I suspect that the media is taking a pass on this story because it smacks of an expensive publicity stunt. With little direct outreach and engagement of the adventure community on the plight of water deprived people of the world this is just another climbing trip with famous people we’ll never meet.
Despite my misgivings though I happily applaud the initiative. I am especially pleased that this expedition sponsored by Hewlett Packard, PUR, MicroSoft and the new adventure clothing company First Ascent, is using well-known people of color to broaden the appeal of this climb to a more diverse audience. When it comes to high altitude mountaineering that’s a first for me and perhaps it’s a true sign of progress.
I sincerely hope that people will indeed visit the Summit on The Summit (http://www.summitonthesummit.com/) web site and follow along on the journey. The participants promise to unload blog and Twitter posts on each day of the climb. But let’s not forget what really matters with in comes to the world water crisis.
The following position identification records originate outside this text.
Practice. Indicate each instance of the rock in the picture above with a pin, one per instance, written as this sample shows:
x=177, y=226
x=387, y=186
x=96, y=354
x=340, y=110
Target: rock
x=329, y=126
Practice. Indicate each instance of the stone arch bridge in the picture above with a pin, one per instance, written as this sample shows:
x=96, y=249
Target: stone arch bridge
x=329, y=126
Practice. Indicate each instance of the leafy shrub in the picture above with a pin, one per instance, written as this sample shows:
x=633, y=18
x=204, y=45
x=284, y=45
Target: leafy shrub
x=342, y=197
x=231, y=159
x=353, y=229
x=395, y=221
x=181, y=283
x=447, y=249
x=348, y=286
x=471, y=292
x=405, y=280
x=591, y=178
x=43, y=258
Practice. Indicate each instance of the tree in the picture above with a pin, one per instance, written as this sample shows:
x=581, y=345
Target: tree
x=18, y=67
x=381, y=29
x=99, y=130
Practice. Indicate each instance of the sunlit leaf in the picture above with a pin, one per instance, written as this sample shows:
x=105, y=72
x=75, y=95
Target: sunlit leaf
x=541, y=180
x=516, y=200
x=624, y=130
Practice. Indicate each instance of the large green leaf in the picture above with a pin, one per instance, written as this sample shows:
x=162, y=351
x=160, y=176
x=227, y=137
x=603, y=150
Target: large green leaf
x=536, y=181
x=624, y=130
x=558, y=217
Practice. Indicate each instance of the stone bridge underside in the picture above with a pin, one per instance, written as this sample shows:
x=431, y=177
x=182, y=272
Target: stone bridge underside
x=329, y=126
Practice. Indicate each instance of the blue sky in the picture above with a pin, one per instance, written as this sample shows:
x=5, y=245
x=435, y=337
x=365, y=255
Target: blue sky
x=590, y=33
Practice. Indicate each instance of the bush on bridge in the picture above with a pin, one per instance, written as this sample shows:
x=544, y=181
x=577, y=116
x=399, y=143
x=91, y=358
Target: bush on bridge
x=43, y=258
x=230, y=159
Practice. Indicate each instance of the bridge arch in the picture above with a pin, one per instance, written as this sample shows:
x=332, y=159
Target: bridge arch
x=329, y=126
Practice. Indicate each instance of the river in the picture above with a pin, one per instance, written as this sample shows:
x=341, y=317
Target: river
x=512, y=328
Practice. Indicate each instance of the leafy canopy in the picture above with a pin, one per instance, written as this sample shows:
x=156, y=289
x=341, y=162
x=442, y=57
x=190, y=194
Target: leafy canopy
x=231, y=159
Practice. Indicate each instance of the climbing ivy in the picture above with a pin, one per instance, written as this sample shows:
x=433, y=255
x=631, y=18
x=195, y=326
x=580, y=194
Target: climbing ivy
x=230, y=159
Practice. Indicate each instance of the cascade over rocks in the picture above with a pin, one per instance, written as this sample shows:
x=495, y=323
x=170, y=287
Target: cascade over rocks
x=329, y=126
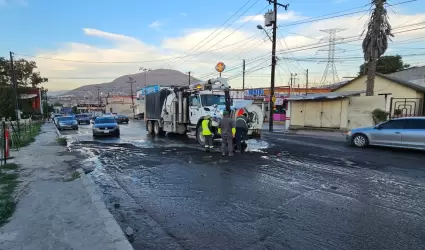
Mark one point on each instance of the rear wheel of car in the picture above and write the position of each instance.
(360, 140)
(150, 127)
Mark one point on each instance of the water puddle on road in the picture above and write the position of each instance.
(257, 145)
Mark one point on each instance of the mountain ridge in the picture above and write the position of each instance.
(122, 86)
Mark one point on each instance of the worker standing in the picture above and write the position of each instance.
(227, 129)
(241, 130)
(206, 132)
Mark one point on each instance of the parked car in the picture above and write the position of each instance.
(407, 132)
(55, 117)
(83, 118)
(121, 119)
(106, 126)
(67, 122)
(139, 116)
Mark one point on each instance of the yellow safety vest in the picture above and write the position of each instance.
(205, 128)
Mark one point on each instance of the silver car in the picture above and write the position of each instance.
(407, 132)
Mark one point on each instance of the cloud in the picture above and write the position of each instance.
(230, 46)
(286, 16)
(155, 25)
(10, 2)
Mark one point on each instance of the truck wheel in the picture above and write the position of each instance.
(158, 130)
(150, 127)
(199, 136)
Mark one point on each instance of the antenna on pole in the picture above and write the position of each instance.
(330, 70)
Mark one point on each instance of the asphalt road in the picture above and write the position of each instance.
(290, 192)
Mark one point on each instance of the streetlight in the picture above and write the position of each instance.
(272, 76)
(131, 81)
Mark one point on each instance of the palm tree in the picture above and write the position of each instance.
(375, 42)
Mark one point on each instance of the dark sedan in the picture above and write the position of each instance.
(83, 118)
(122, 119)
(67, 122)
(106, 126)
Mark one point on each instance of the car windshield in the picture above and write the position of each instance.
(105, 120)
(66, 118)
(210, 100)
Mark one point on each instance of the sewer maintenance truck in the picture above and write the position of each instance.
(180, 110)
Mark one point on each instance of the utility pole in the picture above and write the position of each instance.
(98, 96)
(15, 90)
(131, 81)
(243, 74)
(306, 82)
(269, 22)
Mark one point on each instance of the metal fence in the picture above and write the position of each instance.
(16, 135)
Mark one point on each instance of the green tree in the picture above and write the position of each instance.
(25, 73)
(75, 110)
(386, 65)
(375, 42)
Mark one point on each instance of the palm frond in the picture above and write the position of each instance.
(378, 32)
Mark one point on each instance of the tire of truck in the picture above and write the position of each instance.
(157, 129)
(150, 127)
(199, 136)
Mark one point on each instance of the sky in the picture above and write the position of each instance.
(78, 42)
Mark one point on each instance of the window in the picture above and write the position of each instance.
(194, 101)
(415, 124)
(394, 124)
(210, 100)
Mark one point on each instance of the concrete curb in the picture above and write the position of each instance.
(112, 228)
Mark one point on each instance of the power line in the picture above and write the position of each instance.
(234, 31)
(217, 29)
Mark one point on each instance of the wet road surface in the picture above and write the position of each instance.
(291, 192)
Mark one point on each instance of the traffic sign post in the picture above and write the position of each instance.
(220, 67)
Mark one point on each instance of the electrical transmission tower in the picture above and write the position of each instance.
(330, 70)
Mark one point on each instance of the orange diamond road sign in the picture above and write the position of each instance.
(220, 67)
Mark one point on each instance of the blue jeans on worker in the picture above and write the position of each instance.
(240, 136)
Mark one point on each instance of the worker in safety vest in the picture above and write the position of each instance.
(227, 129)
(206, 132)
(241, 130)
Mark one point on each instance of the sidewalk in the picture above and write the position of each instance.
(54, 211)
(330, 135)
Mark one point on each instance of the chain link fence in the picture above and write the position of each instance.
(15, 135)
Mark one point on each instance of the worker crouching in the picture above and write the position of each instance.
(241, 131)
(227, 129)
(206, 132)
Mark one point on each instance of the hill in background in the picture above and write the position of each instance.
(121, 85)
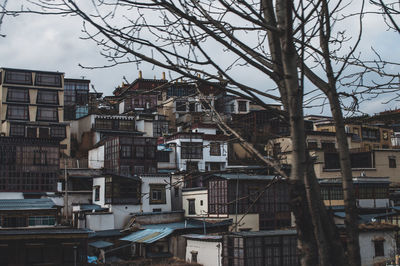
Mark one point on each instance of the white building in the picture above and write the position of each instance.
(204, 249)
(200, 150)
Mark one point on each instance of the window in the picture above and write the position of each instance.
(18, 95)
(127, 125)
(17, 130)
(215, 149)
(96, 193)
(52, 80)
(194, 256)
(18, 112)
(379, 248)
(176, 192)
(126, 151)
(18, 77)
(392, 161)
(31, 132)
(192, 206)
(58, 132)
(180, 106)
(385, 135)
(157, 194)
(14, 221)
(41, 220)
(139, 151)
(163, 156)
(44, 133)
(312, 144)
(47, 114)
(242, 106)
(103, 124)
(191, 150)
(47, 97)
(40, 157)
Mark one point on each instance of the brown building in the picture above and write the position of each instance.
(32, 105)
(29, 164)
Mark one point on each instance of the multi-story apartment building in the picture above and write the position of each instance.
(32, 105)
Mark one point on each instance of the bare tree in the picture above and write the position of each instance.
(299, 47)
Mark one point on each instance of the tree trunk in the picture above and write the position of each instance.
(351, 221)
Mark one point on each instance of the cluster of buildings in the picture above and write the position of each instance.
(148, 174)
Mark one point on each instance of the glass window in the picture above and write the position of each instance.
(242, 106)
(47, 114)
(17, 130)
(392, 161)
(18, 77)
(58, 132)
(53, 80)
(215, 149)
(19, 112)
(47, 97)
(379, 248)
(157, 194)
(192, 150)
(17, 95)
(192, 206)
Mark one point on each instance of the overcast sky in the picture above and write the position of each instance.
(55, 43)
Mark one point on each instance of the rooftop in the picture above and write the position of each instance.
(26, 204)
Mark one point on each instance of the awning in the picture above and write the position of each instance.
(100, 244)
(148, 235)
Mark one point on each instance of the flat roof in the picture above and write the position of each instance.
(26, 204)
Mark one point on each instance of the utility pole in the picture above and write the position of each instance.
(65, 189)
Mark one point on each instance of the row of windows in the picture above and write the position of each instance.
(21, 112)
(22, 95)
(25, 78)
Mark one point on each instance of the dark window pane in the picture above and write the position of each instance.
(18, 77)
(18, 112)
(47, 97)
(17, 95)
(53, 80)
(47, 114)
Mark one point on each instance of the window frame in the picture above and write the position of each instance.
(160, 191)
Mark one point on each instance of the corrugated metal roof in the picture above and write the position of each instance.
(242, 176)
(266, 233)
(148, 236)
(101, 244)
(203, 237)
(26, 204)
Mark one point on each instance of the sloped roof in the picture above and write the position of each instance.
(26, 204)
(148, 235)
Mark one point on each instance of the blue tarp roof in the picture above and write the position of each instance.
(148, 235)
(100, 244)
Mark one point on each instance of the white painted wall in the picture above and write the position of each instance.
(208, 253)
(209, 131)
(367, 249)
(373, 203)
(96, 158)
(122, 214)
(78, 127)
(154, 179)
(98, 222)
(198, 196)
(101, 182)
(121, 107)
(251, 221)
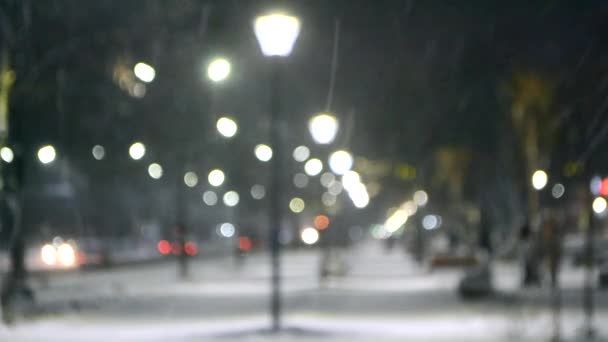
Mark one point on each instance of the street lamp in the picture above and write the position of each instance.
(276, 33)
(323, 128)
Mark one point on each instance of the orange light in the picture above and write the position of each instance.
(245, 244)
(321, 222)
(164, 247)
(190, 248)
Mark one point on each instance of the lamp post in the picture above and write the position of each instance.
(276, 33)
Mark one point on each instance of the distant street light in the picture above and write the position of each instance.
(340, 162)
(227, 127)
(7, 154)
(99, 152)
(263, 152)
(218, 70)
(313, 167)
(137, 151)
(539, 179)
(46, 154)
(144, 72)
(155, 170)
(276, 33)
(323, 128)
(216, 177)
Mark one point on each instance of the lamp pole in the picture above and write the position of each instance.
(276, 33)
Here’re some alarming facts from Water.org:
- 3.575 million people die each year from water-related disease
- 43% of water-related deaths are due to diarrhea
- 84% of water-related deaths are in children ages 0 – 14
- 98% of water-related deaths occur in the developing world
- 884 million people, lack access to safe water supplies, approximately one in eight people.
- The water and sanitation crisis claims more lives through disease than any war claims through guns
- At any given time, half of the world’s hospital beds are occupied by patients suffering from a water-related disease
- Less than 1% of the world’s fresh water (or about 0.007% of all water on earth) is readily accessible for direct human use
- About a third of people without access to an improved water source live on less than $1 a day. More than two thirds of people without an improved water source live on less than $2 a day.
- Poor people living in the slums often pay 5-10 times more per liter of water than wealthy people living in the same city.
Kilimanjaro has been climbed to death. So we’re really not breaking new ground here. What makes this story appealing and interesting to watch is that Kenna hopes to use his notoriety and social media clout to bring attention to the crisis in his ancestral homeland. The most recent video posted to the Summit on the Summit web site is far more compelling than the climb itself. In it we hear the story behind the musical artist’s motivation to work toward a solution to the water shortage that is killing so many people. By comparison the mountain climb pales against the sincerity of Kenna’s desire to help. I only hope that from this experience we see a new album, perhaps three, of inspirational music that brings a greater depth of understanding to this devastating crisis.